Nariz – Rinoplastia

El término rinoplastia proviene etimológicamente del griego y se denomina al arte quirúrgico de “moldear” o “ dar forma” a la nariz.

La rinoplastia puede incluir varias maniobras quirúrgicas, como el limado del dorso, fracturas de los huesos nasales para estrechar su anchura, reducción de las aletas nasales, elevación y afilamiento de la punta nasal, retoque del tabique nasal-lo que se conoce como septoplastia- para aumentar el caudal de aire que entra en la fosa nasal u obtener cartílago para remodelar la punta o el dorso, etc.

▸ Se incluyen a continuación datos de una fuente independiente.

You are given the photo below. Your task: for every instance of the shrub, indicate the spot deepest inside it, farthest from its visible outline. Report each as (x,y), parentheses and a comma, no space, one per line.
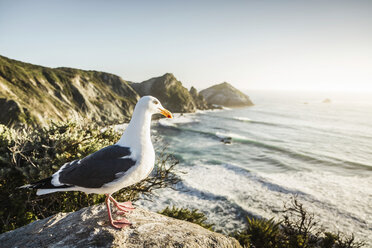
(297,229)
(193,216)
(30,155)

En cada paciente se determina previamente a la rinoplastia cuáles de estas maniobras deben ser aplicadas, dependiendo de la morfología nasal, y deben ser bien explicadas por el cirujano plástico, para hacer más comprensible el tratamiento propuesto.

La rinoplastia no es una cirugía extremadamente complicada pero requiere una experiencia y entrenamiento del cirujano plástico en este campo y una adecuada colaboración del paciente. Cada maniobra quirúrgica conlleva una finalidad determinada y, según el paciente, se establecerá una u otra, con el fin de conseguir la armonización de sus facciones mediante la remodelación de la nariz.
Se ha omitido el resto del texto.